Gambling Sponsorship In Football – Where Is It Likely To Lead?

Gambling Sponsorship In Football – Where Is It Likely To Lead?

Where has gambling sponsorship in football come from and where is it likely to lead? Without sponsors, football clubs wouldn’t survive, but recently, a number of clubs throughout the Premier League, Championship and Football Leagues have taken gambling sponsors onboard.

The rise in popularity of gambling, from brick-and-mortar establishments to the online world, have made such companies impossible to steer away from. The Football Association (FA), for example, previously had a deal with betting giant Ladbrokes. And, whilst that deal ended in 2017, Ladbrokes casino and sports betting platform continue to do well off the back of the lucrative sponsorship deal, even since it concluded.

 

In 2018, the gambling industry was worth £14.5 billion in the UK with sports betting equating to almost seven percent of that. As such, betting companies are major targets for sporting – particularly football clubs – for both exposure and financial reasons. But in which direction is this sponsorship heading?

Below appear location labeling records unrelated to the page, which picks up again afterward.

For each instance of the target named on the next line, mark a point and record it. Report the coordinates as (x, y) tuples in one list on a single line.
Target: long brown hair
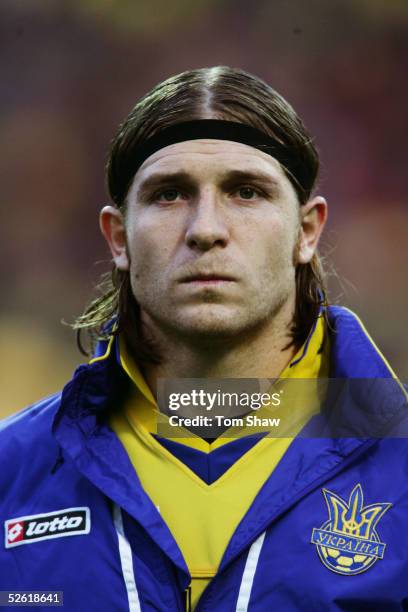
[(217, 93)]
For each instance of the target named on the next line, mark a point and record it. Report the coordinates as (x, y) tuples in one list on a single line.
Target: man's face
[(211, 229)]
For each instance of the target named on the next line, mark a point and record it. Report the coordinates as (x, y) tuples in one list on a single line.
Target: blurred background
[(72, 70)]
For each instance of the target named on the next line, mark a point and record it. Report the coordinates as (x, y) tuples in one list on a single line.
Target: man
[(213, 231)]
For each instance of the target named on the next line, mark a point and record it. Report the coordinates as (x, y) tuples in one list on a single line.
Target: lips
[(207, 277)]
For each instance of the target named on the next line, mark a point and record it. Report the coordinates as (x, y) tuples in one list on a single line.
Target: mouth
[(207, 279)]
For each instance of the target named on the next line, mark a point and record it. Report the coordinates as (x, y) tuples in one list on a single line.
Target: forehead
[(209, 157)]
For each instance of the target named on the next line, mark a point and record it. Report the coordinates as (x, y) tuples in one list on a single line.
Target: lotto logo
[(62, 523), (15, 532)]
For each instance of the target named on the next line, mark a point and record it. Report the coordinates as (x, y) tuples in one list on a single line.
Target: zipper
[(187, 594)]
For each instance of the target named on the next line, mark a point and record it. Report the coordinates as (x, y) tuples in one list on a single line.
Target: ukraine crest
[(348, 543)]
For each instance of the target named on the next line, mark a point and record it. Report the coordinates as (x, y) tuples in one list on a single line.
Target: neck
[(261, 353)]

Premier League and football

Half of the 20 Premier League sides taking part in the 2019-20 season went into the season with a gambling sponsor after signing deals worth a combined £69 million. Malta-based Betway was found to be the biggest contributor via its £10 million deal with West Ham United.

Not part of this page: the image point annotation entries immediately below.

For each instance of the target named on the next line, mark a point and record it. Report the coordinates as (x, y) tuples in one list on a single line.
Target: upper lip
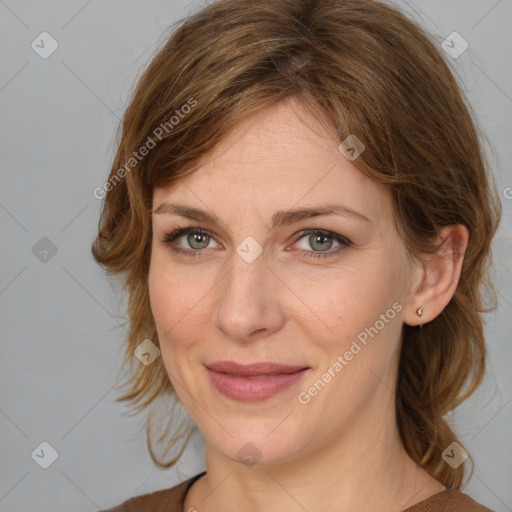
[(254, 369)]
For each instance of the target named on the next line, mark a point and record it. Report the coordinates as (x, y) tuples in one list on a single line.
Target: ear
[(436, 280)]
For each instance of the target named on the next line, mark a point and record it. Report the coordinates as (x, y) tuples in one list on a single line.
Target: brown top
[(172, 500)]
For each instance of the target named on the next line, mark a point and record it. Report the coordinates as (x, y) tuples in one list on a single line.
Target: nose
[(248, 303)]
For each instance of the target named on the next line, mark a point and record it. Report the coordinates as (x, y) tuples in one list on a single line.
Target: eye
[(321, 241), (199, 240)]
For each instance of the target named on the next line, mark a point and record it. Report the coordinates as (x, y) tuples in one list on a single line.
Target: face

Incredibly, just three Premier League sides began this season without partnering a betting brand: Brighton & Hove Albion, Sheffield United and Southampton FC. Top-half sides such as the two Manchester clubs, Liverpool and Arsenal also sport official partnerships with betting brands off the pitch.

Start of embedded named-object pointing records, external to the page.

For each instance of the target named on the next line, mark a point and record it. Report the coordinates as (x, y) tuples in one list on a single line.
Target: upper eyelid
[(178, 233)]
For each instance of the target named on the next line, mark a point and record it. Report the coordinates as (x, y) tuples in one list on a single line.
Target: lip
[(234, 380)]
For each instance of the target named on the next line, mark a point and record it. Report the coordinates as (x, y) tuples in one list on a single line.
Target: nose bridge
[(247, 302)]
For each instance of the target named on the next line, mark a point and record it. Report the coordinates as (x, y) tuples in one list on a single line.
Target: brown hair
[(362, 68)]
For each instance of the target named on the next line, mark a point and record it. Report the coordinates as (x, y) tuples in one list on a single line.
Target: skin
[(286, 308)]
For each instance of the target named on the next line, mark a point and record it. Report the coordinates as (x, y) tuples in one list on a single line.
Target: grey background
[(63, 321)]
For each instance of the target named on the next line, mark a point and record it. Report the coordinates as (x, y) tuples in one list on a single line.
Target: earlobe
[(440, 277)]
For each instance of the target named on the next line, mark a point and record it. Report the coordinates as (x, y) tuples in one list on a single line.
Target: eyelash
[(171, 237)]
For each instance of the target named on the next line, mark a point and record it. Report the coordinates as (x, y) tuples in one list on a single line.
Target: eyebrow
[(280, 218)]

For Leicester City and Newcastle United, betting is at the heart of their clubs with the Foxes listing Bet365, Betway and W88.com as “valued club partners” and the Magpies entertaining Bet365 and MansionBet combined with Fun88 as its shirt sponsor.

Whilst the Premier League is undoubtedly the highest-profile, the rest of the English leagues are rife with betting branding too. Just seven Championship sides avoided entertaining betting companies as shirt sponsors before heading into the 2019-20 season.

Criticism and controversy

This has sparked a great deal of controversy in recent years with some criticising the advertisement of betting companies encouraging gambling and the issues that surround it. Even Irish betting brand Paddy Power used its space on both Huddersfield Town’s and Motherwell FC’s shirts in a bid to switch attention to the use of kits as “billboards” before the season began.

Others, like Premier League chief Richard Marsters, believe that football and gambling go hand-in-hand and that it is up to clubs themselves to police the potential problems.

That relaxed stance in itself does, however, seem to contradict the Premier League’s commitment to community programmes, which implement social inclusion and education projects in deprived areas with vulnerable people. The argument that the increase in gambling sponsorship is ‘failing addicts’ is not exactly a good look for the top flight of English football.

What is clear, though, is that betting branding will not stop if given the chance to proliferate. As the rise in gambling continues, so will the domination of betting branding in sport and, in particular, football.